Abstract 12151: Hepatic Overexpression of Idol Reduces Ldl Catabolism by Targeting Ldl Receptor to Proteasomal Degradation in Mice and Hamsters
Inducible degrader of the LDL receptor (LDLR) (Idol), an E3 ubiquitin ligase for LDLR, reportedly targets LDLR to ubiquitin proteasome system (UPS), whereby increasing LDL levels in mice. However, previous studies were limited in animal models lacking CETP and in vivo LDL kinetics has not been performed. We therefore investigated the effects of liver-specific expression of Idol in both mice and hamsters on plasma lipids, together with LDL kinetic experiments.

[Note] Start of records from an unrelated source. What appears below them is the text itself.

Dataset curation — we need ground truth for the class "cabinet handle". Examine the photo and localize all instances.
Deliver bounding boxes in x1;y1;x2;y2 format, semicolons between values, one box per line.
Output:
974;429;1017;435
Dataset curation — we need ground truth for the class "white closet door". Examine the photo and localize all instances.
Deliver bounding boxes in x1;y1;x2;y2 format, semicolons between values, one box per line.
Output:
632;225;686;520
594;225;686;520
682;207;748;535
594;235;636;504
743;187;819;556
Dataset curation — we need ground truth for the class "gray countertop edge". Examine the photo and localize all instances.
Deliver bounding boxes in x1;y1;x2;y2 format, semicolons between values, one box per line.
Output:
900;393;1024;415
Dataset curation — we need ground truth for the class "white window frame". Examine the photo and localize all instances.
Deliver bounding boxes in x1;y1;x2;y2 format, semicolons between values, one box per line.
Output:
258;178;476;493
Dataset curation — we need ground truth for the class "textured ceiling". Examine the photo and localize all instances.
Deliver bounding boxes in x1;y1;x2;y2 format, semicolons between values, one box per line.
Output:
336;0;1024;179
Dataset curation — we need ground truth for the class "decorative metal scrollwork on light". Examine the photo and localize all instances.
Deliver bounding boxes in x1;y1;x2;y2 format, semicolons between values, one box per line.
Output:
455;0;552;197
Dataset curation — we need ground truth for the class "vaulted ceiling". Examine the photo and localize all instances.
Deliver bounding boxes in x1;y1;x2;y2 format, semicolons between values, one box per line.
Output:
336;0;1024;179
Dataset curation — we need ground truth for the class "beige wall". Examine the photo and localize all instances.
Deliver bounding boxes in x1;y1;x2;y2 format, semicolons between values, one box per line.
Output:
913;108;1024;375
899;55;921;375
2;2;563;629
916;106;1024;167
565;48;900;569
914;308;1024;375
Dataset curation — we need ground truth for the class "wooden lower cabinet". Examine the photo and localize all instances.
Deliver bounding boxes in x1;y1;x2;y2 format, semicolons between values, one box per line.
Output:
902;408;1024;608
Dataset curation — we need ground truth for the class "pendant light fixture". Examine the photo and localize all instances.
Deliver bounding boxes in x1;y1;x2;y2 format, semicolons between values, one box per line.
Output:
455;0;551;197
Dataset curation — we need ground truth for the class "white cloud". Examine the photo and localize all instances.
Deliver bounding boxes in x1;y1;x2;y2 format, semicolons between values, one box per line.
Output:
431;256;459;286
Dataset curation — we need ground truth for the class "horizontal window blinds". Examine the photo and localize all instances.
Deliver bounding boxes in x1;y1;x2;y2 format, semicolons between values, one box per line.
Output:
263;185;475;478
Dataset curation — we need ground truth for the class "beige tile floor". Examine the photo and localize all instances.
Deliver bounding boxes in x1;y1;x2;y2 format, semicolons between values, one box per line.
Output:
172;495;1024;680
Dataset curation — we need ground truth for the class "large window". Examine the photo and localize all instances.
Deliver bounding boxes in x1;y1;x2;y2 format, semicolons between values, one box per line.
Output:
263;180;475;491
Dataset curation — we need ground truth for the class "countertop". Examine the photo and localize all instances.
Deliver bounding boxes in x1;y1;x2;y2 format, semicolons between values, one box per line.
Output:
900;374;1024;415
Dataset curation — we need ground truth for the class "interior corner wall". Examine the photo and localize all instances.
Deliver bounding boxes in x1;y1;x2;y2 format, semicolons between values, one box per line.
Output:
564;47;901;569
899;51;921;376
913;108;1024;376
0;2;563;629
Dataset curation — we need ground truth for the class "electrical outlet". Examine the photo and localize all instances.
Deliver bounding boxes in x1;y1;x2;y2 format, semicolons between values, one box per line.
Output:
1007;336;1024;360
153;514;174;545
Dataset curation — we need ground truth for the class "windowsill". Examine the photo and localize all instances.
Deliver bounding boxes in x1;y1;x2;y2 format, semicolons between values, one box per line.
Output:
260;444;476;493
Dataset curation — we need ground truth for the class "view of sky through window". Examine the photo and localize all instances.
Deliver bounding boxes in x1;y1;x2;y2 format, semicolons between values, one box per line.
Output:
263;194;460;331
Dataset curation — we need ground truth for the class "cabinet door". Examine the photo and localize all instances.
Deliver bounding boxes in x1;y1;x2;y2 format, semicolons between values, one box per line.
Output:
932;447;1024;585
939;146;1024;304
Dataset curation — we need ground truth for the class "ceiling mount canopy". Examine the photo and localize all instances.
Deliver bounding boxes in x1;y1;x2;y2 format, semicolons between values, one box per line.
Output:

Firstly, we confirmed that injection of an adenoviral vector harboring wild type Idol (Ad-Idol-WT) induced a liver-specific reduction in LDLR expression and increased serum total cholesterol and triglyceride levels. The increased cholesterol levels were attributable to the increases in LDL and VLDL, but not HDL, as evident from fast protein liquid chromatography. Interestingly, serum PCSK9 levels were increased by hepatic Idol overexpression compared to control. Idol-WT protein levels in liver were very low, even when driven from an exogenous adenoviral vector. In contrast, Idol-WT was detected in the presence of proteasome inhibitors in vitro, and Idol with Cys387Ala mutation in the catalytic RING domain was detected suggesting that Idol might catalyze its own degradation in UPS. Indeed, Ad-Idol-Cys387Ala transduction had no effect on LDLR expression and lipids levels. Kinetic analysis using 125I-labeled LDL revealed that Idol delayed LDL clearance as compared to control virus. Finally, we repeated above experiments in hamsters, CETP-expressing animal model, and obtained similar results.
In conclusions, the present study demonstrates for the first time that liver-specific expression of Idol attenuates LDLR expression then reduces LDL catabolism, thus resulting in the accumulation of LDL and VLDL. Further, these effects were independent of the presence or absence of CETP.
- © 2011 by American Heart Association, Inc.